Both federal law and New York state amendments “explicitly” seek to ensure more foster children remain within families, the justices wrote, adding that judicial review of congregate care placements at regularly scheduled hearings must be substantive.
The appellate ruling further notes that it would be an “absurd outcome” if family court judges were “powerless to exercise any level of oversight, even if there is proof that the placement is no longer appropriate.”
Melissa Friedman, a children’s lawyer in charge of legal strategy and training at The Legal Aid Society, pointed to the significance of the ruling in centering the needs and rights of children, rather than leaving the decisions solely to child welfare agencies.

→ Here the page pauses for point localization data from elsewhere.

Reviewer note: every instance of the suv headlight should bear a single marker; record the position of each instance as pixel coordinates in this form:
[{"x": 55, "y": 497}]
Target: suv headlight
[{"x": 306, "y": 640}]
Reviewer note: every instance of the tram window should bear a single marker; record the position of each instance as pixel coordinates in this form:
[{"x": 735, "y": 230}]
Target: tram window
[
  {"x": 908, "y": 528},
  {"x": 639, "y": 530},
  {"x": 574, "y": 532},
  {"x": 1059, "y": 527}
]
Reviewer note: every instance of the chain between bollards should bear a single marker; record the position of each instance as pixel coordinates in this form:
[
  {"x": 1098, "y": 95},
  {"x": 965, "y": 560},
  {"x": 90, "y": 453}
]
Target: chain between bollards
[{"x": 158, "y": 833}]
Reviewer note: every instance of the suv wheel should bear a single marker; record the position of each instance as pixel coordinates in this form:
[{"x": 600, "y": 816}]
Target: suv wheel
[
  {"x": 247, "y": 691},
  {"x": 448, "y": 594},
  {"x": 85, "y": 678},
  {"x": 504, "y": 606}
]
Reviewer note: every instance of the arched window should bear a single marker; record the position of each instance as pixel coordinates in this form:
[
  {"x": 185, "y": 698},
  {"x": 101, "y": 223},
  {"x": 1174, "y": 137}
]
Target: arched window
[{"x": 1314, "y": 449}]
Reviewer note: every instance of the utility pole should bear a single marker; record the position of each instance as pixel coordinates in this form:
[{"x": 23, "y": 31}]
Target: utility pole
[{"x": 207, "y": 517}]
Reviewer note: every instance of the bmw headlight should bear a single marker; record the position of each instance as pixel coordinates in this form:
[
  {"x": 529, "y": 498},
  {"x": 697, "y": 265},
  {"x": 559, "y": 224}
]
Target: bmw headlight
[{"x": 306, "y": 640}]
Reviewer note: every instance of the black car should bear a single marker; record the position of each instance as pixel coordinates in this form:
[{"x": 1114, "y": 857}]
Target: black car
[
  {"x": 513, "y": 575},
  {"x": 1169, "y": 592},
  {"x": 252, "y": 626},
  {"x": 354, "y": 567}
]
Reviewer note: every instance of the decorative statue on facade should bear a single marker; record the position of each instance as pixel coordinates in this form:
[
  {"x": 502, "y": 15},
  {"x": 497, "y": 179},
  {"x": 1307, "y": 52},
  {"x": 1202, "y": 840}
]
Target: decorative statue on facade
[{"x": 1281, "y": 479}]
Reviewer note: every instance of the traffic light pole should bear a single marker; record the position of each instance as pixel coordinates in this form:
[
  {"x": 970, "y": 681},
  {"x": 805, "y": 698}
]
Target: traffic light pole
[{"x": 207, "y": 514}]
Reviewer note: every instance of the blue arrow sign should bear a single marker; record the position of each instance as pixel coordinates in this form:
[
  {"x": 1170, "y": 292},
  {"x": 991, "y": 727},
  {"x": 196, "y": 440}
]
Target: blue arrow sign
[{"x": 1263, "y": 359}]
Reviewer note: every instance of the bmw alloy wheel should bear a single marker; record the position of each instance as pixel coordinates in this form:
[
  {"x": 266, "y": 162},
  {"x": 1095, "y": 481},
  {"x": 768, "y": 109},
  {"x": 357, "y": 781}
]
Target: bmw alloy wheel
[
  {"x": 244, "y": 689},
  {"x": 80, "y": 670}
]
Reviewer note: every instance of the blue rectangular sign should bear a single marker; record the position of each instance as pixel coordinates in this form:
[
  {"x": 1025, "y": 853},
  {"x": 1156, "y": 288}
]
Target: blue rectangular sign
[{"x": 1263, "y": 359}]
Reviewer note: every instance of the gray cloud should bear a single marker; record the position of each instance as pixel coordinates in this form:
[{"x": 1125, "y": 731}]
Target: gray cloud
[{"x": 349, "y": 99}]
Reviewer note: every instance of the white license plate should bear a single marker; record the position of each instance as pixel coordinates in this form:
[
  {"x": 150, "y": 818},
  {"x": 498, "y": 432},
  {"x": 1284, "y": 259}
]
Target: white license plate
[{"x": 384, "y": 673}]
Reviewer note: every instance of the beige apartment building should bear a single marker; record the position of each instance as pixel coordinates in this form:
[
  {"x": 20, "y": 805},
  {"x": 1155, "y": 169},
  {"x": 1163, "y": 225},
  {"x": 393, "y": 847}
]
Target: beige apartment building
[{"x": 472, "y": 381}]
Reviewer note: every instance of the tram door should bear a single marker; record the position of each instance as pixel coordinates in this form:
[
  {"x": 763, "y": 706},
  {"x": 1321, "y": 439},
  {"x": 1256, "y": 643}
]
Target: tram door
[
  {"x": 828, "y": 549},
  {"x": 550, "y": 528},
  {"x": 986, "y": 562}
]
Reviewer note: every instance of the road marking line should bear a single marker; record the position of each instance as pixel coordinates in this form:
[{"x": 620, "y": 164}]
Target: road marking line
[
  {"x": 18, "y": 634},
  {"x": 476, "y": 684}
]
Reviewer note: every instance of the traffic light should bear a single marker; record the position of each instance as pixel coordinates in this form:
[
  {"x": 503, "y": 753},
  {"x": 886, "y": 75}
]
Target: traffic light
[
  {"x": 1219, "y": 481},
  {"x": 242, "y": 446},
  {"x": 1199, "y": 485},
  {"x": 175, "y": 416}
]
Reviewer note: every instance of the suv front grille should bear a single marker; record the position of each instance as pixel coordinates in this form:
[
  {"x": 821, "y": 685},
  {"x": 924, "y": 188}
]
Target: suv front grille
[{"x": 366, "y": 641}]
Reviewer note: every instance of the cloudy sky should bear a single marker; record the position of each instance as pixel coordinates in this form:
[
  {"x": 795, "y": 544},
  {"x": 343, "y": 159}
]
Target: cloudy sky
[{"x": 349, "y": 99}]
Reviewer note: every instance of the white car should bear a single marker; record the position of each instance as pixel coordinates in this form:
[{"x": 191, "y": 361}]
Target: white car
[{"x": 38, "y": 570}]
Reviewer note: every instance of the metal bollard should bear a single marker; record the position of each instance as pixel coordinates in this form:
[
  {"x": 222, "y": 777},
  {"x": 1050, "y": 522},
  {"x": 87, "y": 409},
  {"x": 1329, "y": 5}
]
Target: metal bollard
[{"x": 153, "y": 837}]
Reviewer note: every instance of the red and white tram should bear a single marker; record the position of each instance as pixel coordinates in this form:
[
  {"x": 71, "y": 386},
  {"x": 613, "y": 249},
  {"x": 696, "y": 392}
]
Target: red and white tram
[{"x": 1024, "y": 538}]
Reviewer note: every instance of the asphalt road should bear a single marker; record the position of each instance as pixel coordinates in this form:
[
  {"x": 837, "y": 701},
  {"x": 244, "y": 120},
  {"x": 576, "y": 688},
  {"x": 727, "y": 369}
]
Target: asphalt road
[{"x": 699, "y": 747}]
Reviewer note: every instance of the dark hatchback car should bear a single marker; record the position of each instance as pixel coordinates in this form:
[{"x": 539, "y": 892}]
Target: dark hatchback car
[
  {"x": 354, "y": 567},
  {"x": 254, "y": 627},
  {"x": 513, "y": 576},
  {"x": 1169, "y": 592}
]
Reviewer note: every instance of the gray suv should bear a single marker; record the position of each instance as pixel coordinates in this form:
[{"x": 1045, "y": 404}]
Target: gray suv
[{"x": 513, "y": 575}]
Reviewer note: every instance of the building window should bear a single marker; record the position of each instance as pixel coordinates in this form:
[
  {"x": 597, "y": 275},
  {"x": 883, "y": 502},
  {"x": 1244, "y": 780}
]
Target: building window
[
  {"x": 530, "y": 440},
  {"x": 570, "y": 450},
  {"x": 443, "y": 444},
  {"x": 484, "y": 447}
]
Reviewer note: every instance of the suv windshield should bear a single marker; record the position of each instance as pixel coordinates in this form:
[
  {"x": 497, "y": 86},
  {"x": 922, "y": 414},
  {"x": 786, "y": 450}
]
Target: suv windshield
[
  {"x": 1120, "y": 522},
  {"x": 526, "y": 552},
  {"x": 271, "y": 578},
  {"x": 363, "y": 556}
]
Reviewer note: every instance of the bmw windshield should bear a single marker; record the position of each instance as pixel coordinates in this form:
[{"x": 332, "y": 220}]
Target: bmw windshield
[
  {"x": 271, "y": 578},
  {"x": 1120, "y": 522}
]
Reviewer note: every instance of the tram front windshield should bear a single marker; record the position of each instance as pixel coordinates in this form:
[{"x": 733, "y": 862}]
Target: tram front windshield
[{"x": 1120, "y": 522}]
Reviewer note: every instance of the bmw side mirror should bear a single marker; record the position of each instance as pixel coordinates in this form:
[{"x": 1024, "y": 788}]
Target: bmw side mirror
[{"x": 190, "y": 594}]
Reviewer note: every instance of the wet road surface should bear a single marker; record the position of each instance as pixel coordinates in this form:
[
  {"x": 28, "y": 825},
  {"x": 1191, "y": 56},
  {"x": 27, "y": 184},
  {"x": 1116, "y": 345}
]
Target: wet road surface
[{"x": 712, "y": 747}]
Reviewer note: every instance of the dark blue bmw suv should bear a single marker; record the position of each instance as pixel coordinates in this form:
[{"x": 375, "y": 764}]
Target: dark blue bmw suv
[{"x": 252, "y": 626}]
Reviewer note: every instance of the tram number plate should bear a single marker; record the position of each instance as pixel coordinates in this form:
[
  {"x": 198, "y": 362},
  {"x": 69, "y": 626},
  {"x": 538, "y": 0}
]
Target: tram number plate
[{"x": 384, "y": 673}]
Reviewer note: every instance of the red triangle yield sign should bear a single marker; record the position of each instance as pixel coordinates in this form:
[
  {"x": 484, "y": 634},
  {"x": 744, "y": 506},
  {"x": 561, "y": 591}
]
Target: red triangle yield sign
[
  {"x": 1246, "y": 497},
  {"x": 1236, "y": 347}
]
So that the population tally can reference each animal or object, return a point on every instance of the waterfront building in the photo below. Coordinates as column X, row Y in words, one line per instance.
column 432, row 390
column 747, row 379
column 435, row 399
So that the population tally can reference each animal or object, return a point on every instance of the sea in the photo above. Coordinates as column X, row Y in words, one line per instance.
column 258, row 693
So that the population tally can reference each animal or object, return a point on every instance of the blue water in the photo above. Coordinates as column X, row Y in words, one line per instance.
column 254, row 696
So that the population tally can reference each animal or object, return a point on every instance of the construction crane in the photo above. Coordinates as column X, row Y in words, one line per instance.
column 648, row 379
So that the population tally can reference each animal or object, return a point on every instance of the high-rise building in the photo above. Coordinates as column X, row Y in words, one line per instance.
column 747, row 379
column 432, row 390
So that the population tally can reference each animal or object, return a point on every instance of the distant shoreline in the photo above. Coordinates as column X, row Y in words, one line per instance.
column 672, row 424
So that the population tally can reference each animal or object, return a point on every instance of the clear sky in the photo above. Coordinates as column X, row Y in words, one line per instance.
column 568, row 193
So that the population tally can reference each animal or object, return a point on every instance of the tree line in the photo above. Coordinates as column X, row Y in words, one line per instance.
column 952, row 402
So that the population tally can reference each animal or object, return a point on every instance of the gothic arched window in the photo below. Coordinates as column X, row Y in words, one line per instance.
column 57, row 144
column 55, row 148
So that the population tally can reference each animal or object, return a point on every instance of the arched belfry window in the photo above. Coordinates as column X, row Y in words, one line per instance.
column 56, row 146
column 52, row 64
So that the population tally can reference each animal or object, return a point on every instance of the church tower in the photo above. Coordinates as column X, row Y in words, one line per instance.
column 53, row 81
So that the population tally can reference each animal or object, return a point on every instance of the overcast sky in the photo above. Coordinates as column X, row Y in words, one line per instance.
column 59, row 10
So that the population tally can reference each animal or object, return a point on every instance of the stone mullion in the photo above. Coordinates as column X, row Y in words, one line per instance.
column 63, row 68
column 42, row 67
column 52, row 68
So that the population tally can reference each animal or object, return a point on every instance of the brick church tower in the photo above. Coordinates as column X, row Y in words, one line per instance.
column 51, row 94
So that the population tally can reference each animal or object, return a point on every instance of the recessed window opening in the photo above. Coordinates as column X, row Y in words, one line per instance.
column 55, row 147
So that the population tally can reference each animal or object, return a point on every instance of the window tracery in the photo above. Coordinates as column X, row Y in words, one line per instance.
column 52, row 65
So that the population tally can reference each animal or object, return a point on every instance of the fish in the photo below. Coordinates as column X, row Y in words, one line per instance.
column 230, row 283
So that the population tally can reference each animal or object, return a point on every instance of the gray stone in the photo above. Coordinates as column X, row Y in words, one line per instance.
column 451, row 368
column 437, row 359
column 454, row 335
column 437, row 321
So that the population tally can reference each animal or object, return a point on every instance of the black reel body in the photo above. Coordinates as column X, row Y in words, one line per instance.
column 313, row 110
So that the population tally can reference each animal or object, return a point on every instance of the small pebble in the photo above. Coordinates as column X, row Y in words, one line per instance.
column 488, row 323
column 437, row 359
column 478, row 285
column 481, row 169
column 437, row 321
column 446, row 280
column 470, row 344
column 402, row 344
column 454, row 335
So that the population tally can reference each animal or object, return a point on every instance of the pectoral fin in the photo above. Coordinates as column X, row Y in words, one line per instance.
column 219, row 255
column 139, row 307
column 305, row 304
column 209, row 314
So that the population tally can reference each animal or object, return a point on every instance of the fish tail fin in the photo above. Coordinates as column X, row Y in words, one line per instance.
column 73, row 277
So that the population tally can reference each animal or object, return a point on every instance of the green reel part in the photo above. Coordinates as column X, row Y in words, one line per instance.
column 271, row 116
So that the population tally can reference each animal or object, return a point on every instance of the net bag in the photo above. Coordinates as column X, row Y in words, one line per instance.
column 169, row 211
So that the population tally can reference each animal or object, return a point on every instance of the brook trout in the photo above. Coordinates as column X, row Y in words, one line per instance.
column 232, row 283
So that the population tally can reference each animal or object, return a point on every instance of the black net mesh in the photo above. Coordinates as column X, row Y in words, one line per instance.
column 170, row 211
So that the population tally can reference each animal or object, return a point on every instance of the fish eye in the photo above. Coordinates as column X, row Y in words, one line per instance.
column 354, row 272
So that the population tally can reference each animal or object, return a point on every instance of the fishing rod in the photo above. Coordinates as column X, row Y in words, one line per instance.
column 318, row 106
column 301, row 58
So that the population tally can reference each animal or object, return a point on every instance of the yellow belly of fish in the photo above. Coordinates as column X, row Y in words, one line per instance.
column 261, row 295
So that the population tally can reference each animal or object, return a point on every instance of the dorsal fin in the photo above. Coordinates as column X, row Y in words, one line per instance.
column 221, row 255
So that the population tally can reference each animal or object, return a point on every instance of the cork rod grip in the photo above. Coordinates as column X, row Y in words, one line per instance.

She noted that despite Malachi consistently asking to be sent to a family home, his wishes were disregarded.
Friedman said she is aware of at least two other cases in New York City with similar lack of judicial review at permanency hearings, allowing the agency’s opinion on group care to go unchallenged.
“Including the voice of the child in this process is critical,” Friedman said. “The appellate court here made clear that courts have the power to, and must, review these placements periodically.”
For years, social science researchers have analyzed the dire outcomes for youth who experience long stays in residential settings. The institutional placements result in poorer mental health outcomes — for instance, foster children in one group home that was studied had “clinically significant depressive outcomes” at almost five times the rate of those who lived with kin. Children placed in facilities also tend to spend longer in foster care. They are also less likely to reunify with their parents, more likely to have involvement with the justice system, and show poorer educational outcomes when compared with peers placed in family homes.
According to a study by New York’s Center for Innovation in Data Intelligence, graduation rates for foster youth who spent some time in congregate care were far lower than those who grew up in family homes — roughly 7% compared to 20%. Only 5% of children who spent their entire time in foster care at an institution graduated from high school.
Attorney Friedman acknowledged the shortage of available foster homes, particularly those households willing to take in kids with higher needs. But she added that the city agency should not be able to “leave a child in a congregate care setting, for lack of an alternative home or other reason, irrespective of what is best for the child.”